Peringatan HUT ke-81 RI di Istana Merdeka, Masyarakat Diminta Hentikan Aktivitas pada 17 Agustus 2026 Pukul 10.17 WIB

Penulis: Zulfahmi Rasyid  •  Senin, 17 Agustus 2026 | 10:31:31 WIB
Presiden bertindak sebagai inspektur upacara pada peringatan detik-detik Proklamasi di halaman Istana Merdeka, Jakarta, Senin (17/8).

SUMATERA UTARA — Presiden bertindak sebagai inspektur upacara dalam peringatan detik-detik Proklamasi yang berlangsung khidmat di halaman Istana Merdeka, Jakarta, Senin (17/8). Pasukan pengibar bendera merah putih (Paskibraka) melaksanakan tugasnya dengan sempurna, membawa Sang Saka Merah Putih menuju tiang dan mengibarkannya diiringi lagu kebangsaan Indonesia Raya.
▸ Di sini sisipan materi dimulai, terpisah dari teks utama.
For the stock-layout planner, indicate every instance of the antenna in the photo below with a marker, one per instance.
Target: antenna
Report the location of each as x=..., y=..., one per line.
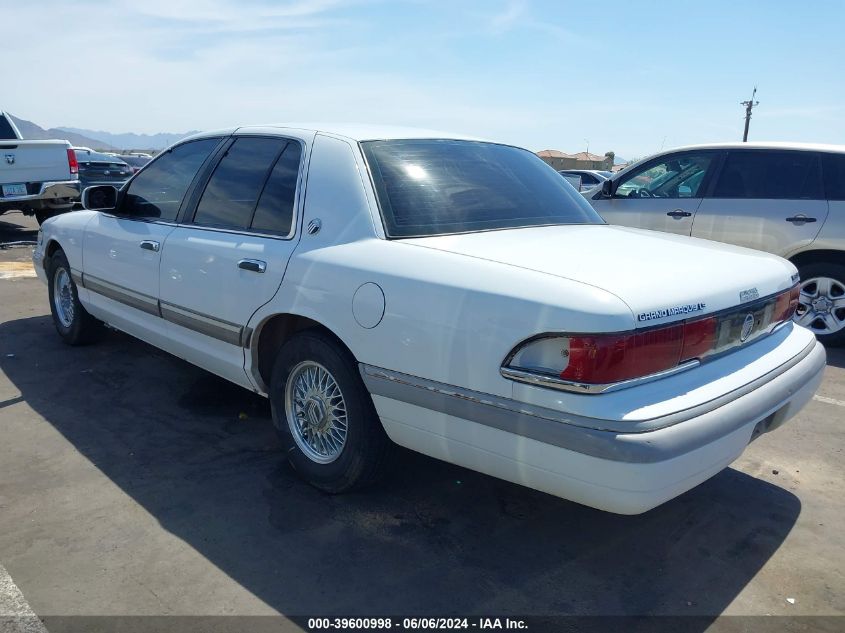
x=748, y=106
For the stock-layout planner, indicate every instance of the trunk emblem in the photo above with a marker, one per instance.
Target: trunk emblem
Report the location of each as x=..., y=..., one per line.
x=749, y=295
x=747, y=326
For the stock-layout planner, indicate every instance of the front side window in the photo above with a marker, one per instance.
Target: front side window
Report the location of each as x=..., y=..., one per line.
x=773, y=175
x=676, y=177
x=157, y=192
x=435, y=187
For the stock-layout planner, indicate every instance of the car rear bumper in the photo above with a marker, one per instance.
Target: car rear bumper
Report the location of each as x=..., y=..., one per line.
x=48, y=191
x=627, y=473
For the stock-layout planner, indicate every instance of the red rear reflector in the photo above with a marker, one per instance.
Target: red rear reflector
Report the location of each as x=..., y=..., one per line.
x=72, y=162
x=699, y=338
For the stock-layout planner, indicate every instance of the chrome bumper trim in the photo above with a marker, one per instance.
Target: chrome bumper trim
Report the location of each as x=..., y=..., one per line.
x=541, y=380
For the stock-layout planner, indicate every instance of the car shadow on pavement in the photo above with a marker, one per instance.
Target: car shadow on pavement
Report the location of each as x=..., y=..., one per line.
x=200, y=455
x=836, y=357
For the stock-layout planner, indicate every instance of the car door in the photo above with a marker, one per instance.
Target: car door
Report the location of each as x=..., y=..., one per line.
x=770, y=200
x=122, y=249
x=229, y=255
x=662, y=195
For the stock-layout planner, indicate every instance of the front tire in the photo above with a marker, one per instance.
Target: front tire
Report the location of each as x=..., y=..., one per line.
x=325, y=416
x=73, y=323
x=821, y=303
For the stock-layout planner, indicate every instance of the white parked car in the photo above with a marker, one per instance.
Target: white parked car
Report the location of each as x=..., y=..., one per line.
x=783, y=198
x=451, y=295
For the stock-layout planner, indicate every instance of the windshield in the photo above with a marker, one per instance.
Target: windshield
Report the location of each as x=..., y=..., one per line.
x=434, y=187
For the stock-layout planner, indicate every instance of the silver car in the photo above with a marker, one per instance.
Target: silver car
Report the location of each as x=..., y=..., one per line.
x=784, y=198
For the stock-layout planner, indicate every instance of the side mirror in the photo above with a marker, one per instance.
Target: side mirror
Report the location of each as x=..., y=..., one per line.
x=100, y=197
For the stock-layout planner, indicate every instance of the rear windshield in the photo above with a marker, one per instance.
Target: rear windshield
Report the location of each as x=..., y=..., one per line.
x=435, y=187
x=6, y=130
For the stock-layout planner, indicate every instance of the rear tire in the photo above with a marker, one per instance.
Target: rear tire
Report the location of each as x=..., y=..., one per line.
x=73, y=323
x=821, y=304
x=325, y=416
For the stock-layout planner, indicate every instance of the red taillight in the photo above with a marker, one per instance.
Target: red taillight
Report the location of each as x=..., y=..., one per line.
x=604, y=359
x=72, y=162
x=614, y=358
x=699, y=338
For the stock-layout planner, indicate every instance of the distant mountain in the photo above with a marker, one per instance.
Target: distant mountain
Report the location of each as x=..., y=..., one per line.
x=31, y=131
x=130, y=140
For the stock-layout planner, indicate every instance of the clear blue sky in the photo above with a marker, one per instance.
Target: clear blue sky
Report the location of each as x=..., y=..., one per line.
x=626, y=76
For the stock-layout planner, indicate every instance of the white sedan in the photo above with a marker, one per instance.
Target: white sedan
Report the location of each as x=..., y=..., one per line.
x=453, y=296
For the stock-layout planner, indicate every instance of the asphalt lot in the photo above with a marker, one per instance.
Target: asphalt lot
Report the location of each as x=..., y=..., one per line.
x=132, y=483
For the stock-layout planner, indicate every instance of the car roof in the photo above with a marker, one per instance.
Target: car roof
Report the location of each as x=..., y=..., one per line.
x=816, y=147
x=352, y=131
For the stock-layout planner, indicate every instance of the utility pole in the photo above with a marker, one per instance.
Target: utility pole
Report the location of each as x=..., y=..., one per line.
x=748, y=106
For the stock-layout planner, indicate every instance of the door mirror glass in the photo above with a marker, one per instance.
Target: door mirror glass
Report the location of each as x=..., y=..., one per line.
x=100, y=198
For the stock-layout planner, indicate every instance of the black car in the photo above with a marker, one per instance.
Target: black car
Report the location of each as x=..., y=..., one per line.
x=100, y=169
x=134, y=161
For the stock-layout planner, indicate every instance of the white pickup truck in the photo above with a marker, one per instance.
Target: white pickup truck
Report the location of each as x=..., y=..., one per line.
x=39, y=178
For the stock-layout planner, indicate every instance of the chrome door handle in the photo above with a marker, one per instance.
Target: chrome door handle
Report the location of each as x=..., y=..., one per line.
x=800, y=219
x=253, y=265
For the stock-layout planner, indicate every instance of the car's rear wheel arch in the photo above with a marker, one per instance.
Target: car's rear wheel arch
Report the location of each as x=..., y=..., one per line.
x=818, y=256
x=275, y=331
x=52, y=247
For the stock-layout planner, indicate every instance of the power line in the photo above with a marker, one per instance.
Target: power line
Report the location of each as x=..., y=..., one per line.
x=748, y=106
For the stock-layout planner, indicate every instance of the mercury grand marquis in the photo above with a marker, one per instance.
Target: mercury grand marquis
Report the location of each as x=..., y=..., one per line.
x=453, y=296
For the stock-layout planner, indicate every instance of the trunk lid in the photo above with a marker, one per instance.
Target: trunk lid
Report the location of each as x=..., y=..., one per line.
x=662, y=277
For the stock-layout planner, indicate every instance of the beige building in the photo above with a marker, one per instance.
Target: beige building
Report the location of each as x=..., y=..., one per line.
x=581, y=160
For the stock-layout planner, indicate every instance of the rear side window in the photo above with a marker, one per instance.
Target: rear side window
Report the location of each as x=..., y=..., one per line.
x=232, y=192
x=834, y=176
x=157, y=192
x=435, y=187
x=772, y=175
x=274, y=212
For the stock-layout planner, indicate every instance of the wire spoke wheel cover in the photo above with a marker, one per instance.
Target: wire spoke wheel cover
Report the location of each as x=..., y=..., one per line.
x=821, y=305
x=63, y=297
x=316, y=412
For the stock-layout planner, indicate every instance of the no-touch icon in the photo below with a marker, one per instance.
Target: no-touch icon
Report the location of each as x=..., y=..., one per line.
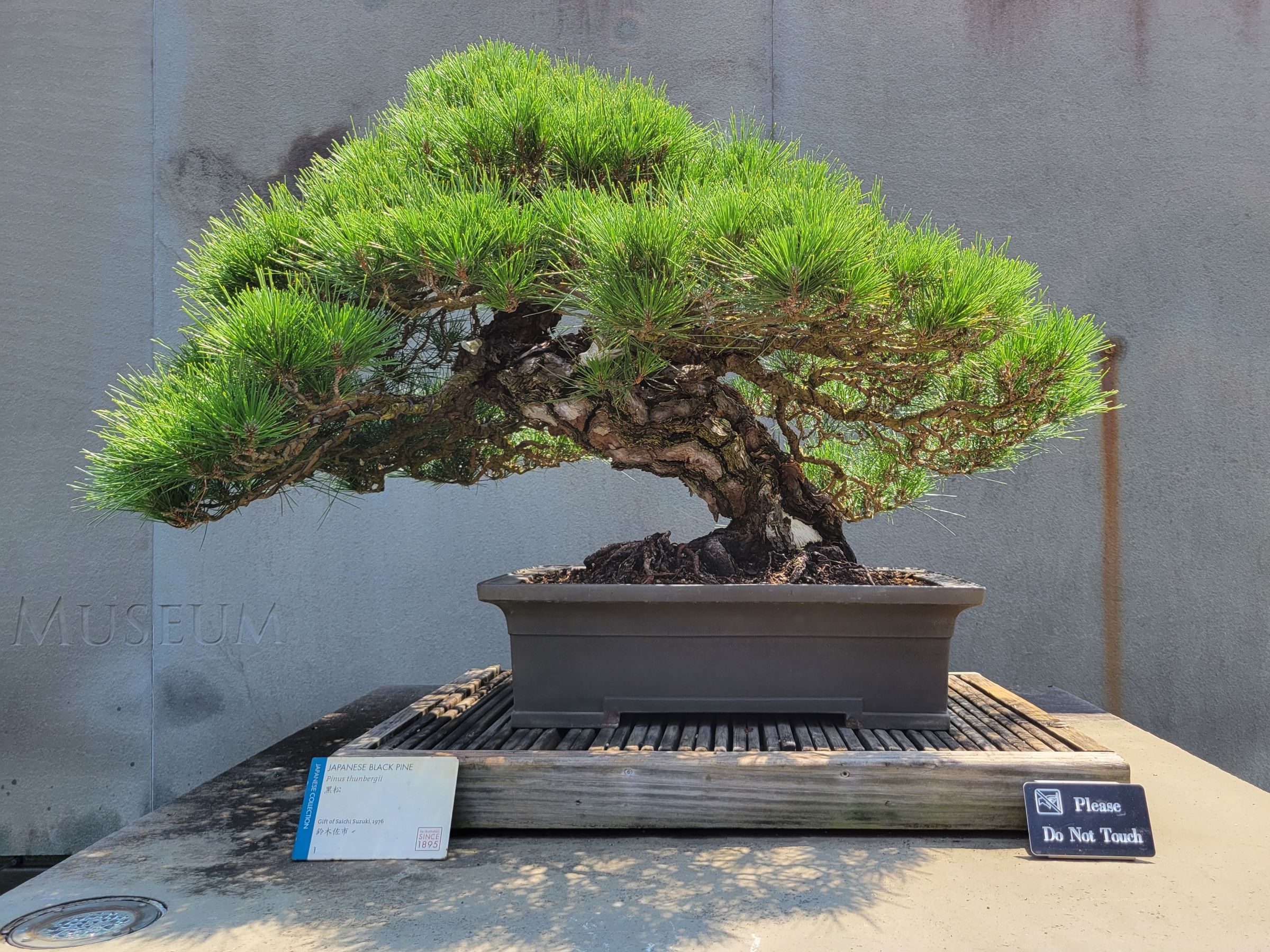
x=1049, y=801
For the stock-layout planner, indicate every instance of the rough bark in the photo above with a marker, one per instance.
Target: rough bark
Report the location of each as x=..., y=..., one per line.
x=687, y=423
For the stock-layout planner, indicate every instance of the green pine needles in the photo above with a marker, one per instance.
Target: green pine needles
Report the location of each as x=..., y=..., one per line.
x=529, y=262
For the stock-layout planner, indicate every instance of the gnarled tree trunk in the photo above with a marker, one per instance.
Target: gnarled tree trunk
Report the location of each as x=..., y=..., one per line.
x=687, y=423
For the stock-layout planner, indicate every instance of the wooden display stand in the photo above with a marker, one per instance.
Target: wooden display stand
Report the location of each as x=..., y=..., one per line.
x=718, y=771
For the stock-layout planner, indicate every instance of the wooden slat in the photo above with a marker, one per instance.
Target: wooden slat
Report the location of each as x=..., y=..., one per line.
x=639, y=730
x=705, y=737
x=655, y=735
x=785, y=731
x=769, y=771
x=1053, y=724
x=403, y=720
x=1005, y=719
x=723, y=735
x=496, y=735
x=496, y=703
x=1000, y=739
x=811, y=790
x=820, y=740
x=803, y=735
x=967, y=734
x=770, y=738
x=521, y=739
x=689, y=735
x=547, y=740
x=905, y=740
x=670, y=737
x=935, y=742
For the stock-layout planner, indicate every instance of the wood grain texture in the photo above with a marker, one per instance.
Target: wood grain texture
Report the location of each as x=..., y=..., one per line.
x=775, y=771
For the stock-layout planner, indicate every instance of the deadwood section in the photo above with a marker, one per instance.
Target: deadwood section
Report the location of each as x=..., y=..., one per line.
x=706, y=770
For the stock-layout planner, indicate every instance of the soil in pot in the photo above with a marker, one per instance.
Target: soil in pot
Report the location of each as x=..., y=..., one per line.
x=706, y=562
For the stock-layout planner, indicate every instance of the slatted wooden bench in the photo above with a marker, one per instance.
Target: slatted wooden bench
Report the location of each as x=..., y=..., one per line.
x=719, y=771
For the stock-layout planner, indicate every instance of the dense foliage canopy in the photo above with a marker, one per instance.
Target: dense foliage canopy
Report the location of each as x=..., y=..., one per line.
x=529, y=262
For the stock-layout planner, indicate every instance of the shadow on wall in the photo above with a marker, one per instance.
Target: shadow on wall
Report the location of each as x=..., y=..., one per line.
x=205, y=182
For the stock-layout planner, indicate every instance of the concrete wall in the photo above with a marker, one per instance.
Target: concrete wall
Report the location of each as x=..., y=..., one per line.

Prosesi ini menjadi simbol penghormatan atas perjuangan para pendiri bangsa sekaligus pengingat bahwa kemerdekaan harus terus diisi dengan pembangunan.

Logo HUT RI Pertama Kali Dipilih Publik, Fajar Novario Menang

Perbedaan signifikan pada peringatan tahun ini terletak pada proses penetapan identitas visual. Untuk pertama kalinya dalam sejarah, masyarakat dilibatkan langsung melalui pemungutan suara untuk memilih logo resmi HUT RI. Sebanyak 68.569 suara masuk selama periode pemungutan suara pada 24-28 Juni 2026.

Karya Fajar Novario dari Padang, Sumatera Barat, keluar sebagai pemenang dengan perolehan 30.699 suara atau sekitar 44,73 persen. Desainnya kemudian ditetapkan sebagai logo resmi peringatan kemerdekaan. Proses demokratis ini menandai perubahan cara pemerintah membangun simbol kenegaraan, yang sebelumnya kerap menjadi keputusan tertutup birokrasi.

Makna Simbol Kemerdekaan di Tengah Isu Kedaulatan dan Keadilan

Fajar mengembangkan desainnya dengan merefleksikan cara pandang para pendiri bangsa terhadap keberagaman Indonesia. Ia bersama timnya menerjemahkan nilai persatuan dan masa depan bangsa ke dalam bentuk visual. Hal ini menunjukkan bahwa logo bukan sekadar gambar, melainkan gagasan tentang identitas kolektif.

Semangat yang sama diharapkan terwujud dalam aksi nyata di lapangan. Pengibaran Merah Putih di puncak gunung, misalnya, akan bermakna lebih dalam jika dibarengi kesadaran menjaga lingkungan. Begitu pula di kawasan perbatasan, berkibarnya bendera menjadi pengingat untuk menjaga kedaulatan sekaligus memastikan masyarakat di wilayah terdepan merasakan keadilan dan kesejahteraan.

Kemerdekaan sebagai Tanggung Jawab yang Diwariskan

Delapan puluh satu tahun setelah Proklamasi, pertanyaan mendasar yang diajukan bukan lagi tentang kemeriahan perayaan. Fokus utama adalah bagaimana nilai kemerdekaan dihidupkan dalam rutinitas harian—dari menjaga persatuan, menghormati keberagaman, hingga menghadirkan keadilan sosial. Merah Putih bukan sekadar kain yang dikibarkan setiap 17 Agustus, melainkan simbol kesediaan untuk menjaga ruang hidup bersama.

Saat bendera perlahan naik ke puncak tiang di bawah langit Jakarta, momen tersebut menegaskan bahwa kemerdekaan adalah tanggung jawab yang terus diwariskan dari generasi ke generasi. Imbauan untuk berdiri tegap pada pukul 10.17 WIB menjadi pengingat kolektif bahwa perjuangan belum usai, dan setiap warga negara memiliki peran dalam mengisi kemerdekaan.

Reporter: Zulfahmi Rasyid
Sumber: cnnindonesia.com This article was automatically rewritten by AI based on the source above without altering the facts of the original article.